# Nature Can be so Strange



## robin416 (Sep 8, 2013)

I have these giant rigatonis growing in my front flower bed. I've never seen anything like them before.

















If my Guineas hadn't flown into the front yard with the gate closed I probably wouldn't have seen them.


----------



## nannypattyrn (Aug 23, 2015)

That’s odd looking. I wonder if it’s some kind of fungus or mushroom?


----------



## dawg53 (Aug 25, 2015)

I've never seen anything like that at all!


----------



## robin416 (Sep 8, 2013)

Alien beings that have already loosed their spores.


----------



## lover of birds (Nov 7, 2017)

It looks like they're missing their caps.


----------



## robin416 (Sep 8, 2013)

I think I found what they are and now I can't remember what they're called.

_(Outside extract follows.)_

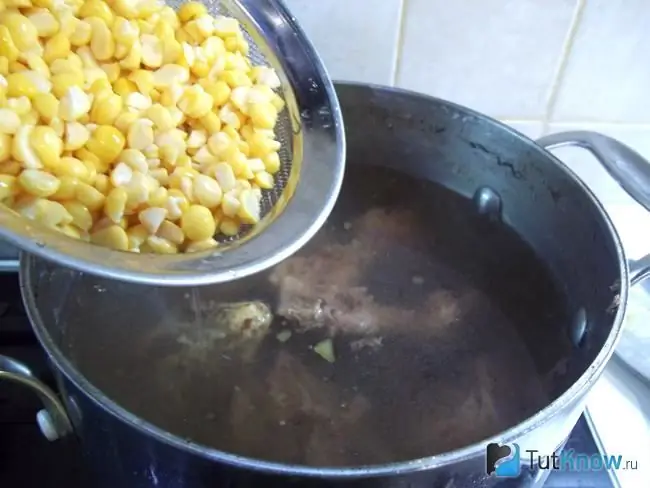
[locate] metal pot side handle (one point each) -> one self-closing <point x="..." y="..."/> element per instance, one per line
<point x="628" y="168"/>
<point x="52" y="420"/>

If they are the Stink whatever they're called, then they're a mushroom. LOB you're probably right that the caps are missing. Although I saw no sign of them when I was out there. I wonder if some enterprising critter helped themselves to them.


----------



## lover of birds (Nov 7, 2017)

They look ragged on the top of the stems. That's why I thought that.


----------



## robin416 (Sep 8, 2013)

They must have been quite big, those tubes are three four inches high and the opening is probably a half inch.


----------